Hits the nail on the head. Devolution has not failed. Labour has. And Plaid Cymru has for letting them get away with it.

Big Gee

Thank you Eos. In fact it peeves me greatly that most ignoramuses – fuelled by a biased and shit stirring media, put the whole idea forward as a Nationalist ‘thing’. So, we we had a load of voters thinking that if they opposed it they didn’t need to vote in the Assembly elections “dugh”, and if they supported devolution they should only vote Plaid http://www.gardenerschat-shed.net/forum/Smileys/aaron/mad.gif

So for the first election we saw lots of Plaid members get in from places like the south Wales valleys! Plaid stupidly thought they’d turned the corner.

Labour got in and made a total pig’s ear of things for the next twenty years. So the same ignoramuses blamed the nationalists and the devolution bill itself and have started baying for Y Senedd to be demolished! Not being bright enough to realise that devolution is NOT to blame but LABOUR is. Pathetic isn’t it?

Daley Gleephart

Note what Alan Cairns is saying about the Assembly and how, in his view, the regions are neglected. I agree that Cardiff gets the lion’s share, but anyone believing that duplicitous shit, Cairns, and the rest of the Tory rabble are genuinely concerned about Wales and its people is an idiot.

Dafis

Been out of the loop for a couple of days, but good to come back to such a succinct accurate view of Mr Cairns’ stance on matters Welsh.

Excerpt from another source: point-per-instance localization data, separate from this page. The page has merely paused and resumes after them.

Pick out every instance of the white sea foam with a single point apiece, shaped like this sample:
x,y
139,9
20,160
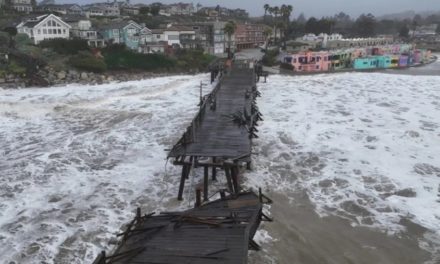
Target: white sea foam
x,y
75,161
365,146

Between London’s creeping plans to dismember Wales by bolting bits of it on to the regimes leading English conurbations and the passivity of Welsh Labour and our drippy Plaid, guardians of Wales,we are definitely into a period of extreme danger to our nation’s future identity. Bits deemed “not worth a lot” will get handed over to “entrepreneurs” like Bare Grills to develop into leisure/recreation amenities for tired Anglos. The native Welsh won’t be able to afford such treats unless employed in the bankster/political/corporate bubble.

Paul Luckock

A “tour de force”. I hope politicians of any political party can provide a rejoinder, I doubt they can or will.

Ant

No guarantees as to where it’s going though 😉

David Smith

“You don’t have to be a nationalist to believe that Wales is a nation with a defined territory” (paraphrased). What would we call these people if not nationalists? I’m aware that there is such a thing as being nationalistic but not necessarily believing in independence, perhaps for perceived pragmatic reasons.

David Smith

Sorry I’m on my phone and for uninteresting reasons using the “Desktop site” option in Chrome which leads to all sorts of visual confusion; that was meant to be a standalone comment, not in reply to an existing thread.